The single-arm trial showed a 12-month overall survival rate of 94% among NPM1-mutant AML patients and 71% among KMT2A-rearranged AML patients. The companies reported 96% composite complete remission rates in NPM1-mutant AML patients and 90% in KMT2A-rearranged AML patients.

Median overall survival was not reached in either patient population, with median follow-up of 17.6 months for NPM1-mutant patients and 11.0 months for KMT2A-rearranged patients. The trial included 49 NPM1-mutant patients and 50 KMT2A-rearranged patients treated with 600 mg ziftomenib daily plus standard 7+3 chemotherapy.

The treatment showed high rates of measurable residual disease negativity, with 85% local negativity rates in NPM1-mutant AML and 82% in KMT2A-rearranged AML. Central testing showed 79% of NPM1-mutant responders achieved bone marrow MRD negativity at the 0.1% threshold.

Safety data showed ziftomenib was generally well tolerated with no new safety signals. Four patients experienced Grade 3 differentiation syndrome, and three patients had Grade 3 QTc prolongation events. The 60-day mortality rate was 2% in NPM1-mutant patients.
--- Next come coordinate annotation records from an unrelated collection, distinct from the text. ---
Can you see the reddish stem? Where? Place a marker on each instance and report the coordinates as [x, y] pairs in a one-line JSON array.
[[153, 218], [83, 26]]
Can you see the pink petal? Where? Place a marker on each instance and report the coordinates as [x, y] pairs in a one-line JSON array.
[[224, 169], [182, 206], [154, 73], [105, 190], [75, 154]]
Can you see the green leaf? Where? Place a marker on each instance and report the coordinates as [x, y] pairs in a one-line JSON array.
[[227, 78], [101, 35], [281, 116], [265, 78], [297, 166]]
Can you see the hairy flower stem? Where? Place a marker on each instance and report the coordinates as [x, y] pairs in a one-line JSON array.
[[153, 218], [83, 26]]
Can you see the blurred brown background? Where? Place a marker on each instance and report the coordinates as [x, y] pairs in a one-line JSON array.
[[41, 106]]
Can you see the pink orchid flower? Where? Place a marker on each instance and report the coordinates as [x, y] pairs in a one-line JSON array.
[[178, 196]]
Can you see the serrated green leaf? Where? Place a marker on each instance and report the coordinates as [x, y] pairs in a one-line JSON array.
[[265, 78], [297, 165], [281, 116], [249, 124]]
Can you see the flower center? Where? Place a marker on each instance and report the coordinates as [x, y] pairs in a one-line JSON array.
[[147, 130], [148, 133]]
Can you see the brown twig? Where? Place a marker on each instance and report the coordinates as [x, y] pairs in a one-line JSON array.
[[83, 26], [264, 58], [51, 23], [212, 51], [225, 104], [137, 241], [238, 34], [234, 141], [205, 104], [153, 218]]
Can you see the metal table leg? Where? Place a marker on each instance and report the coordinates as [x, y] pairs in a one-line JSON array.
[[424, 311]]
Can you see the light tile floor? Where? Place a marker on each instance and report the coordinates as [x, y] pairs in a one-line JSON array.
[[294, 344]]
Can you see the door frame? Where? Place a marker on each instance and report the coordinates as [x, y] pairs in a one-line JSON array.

Ziftomenib received FDA approval in May 2024 as monotherapy for relapsed or refractory NPM1-mutated AML patients. The companies are conducting the Phase 3 KOMET-017 registrational trial testing the combination in newly diagnosed patients.

The results will be presented at the European Hematology Association 2026 Congress, according to the companies' statement.